Segundo ela, o regime de escala (rodízio) é uma determinação da Marinha por razão da segurança da navegação e para evitar favorecimentos de armadores. Além disso, pela atual legislação, a Marinha pode fixar o preço do serviço, em caráter excepcional e temporário, em caso de impasse na negociação entre armador e praticagem.

"Em Manaus, por exemplo, há dezenas de faturas atuais da praticagem cobrando os mesmos valores estabelecidos em portarias da Marinha há 12 anos. O projeto de lei reforça essa prerrogativa da Marinha e traz uma inovação, permitindo que a Antaq participe de comissão temporária formada pela Autoridade Marítima para emitir parecer consultivo sobre o preço.
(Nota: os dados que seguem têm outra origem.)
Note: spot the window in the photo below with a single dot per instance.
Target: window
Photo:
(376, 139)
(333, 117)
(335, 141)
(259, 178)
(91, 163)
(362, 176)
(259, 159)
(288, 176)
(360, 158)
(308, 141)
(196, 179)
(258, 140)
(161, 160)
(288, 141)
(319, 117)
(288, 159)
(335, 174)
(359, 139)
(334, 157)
Esse era um pleito dos armadores", diz a nota.

Sobre os preços acima da média internacional e o peso disso no Custo Brasil, a entidade afirma que, um estudo do Laboratório de Transportes e Logística (LabTrans) da Universidade Federal de Santa Catarina (UFSC) indicou que a participação da praticagem no custo do frete marítimo é de 0,36% e 0,54%, de acordo com os portos de destino (China e Holanda, respectivamente), sem impacto para o usuário.

De acordo com o Tribunal de Contas da União (TCU), "a regulamentação técnica exercida pela Marinha, com a consequente instituição da escala de rodízio única, não caracteriza infração à ordem econômica".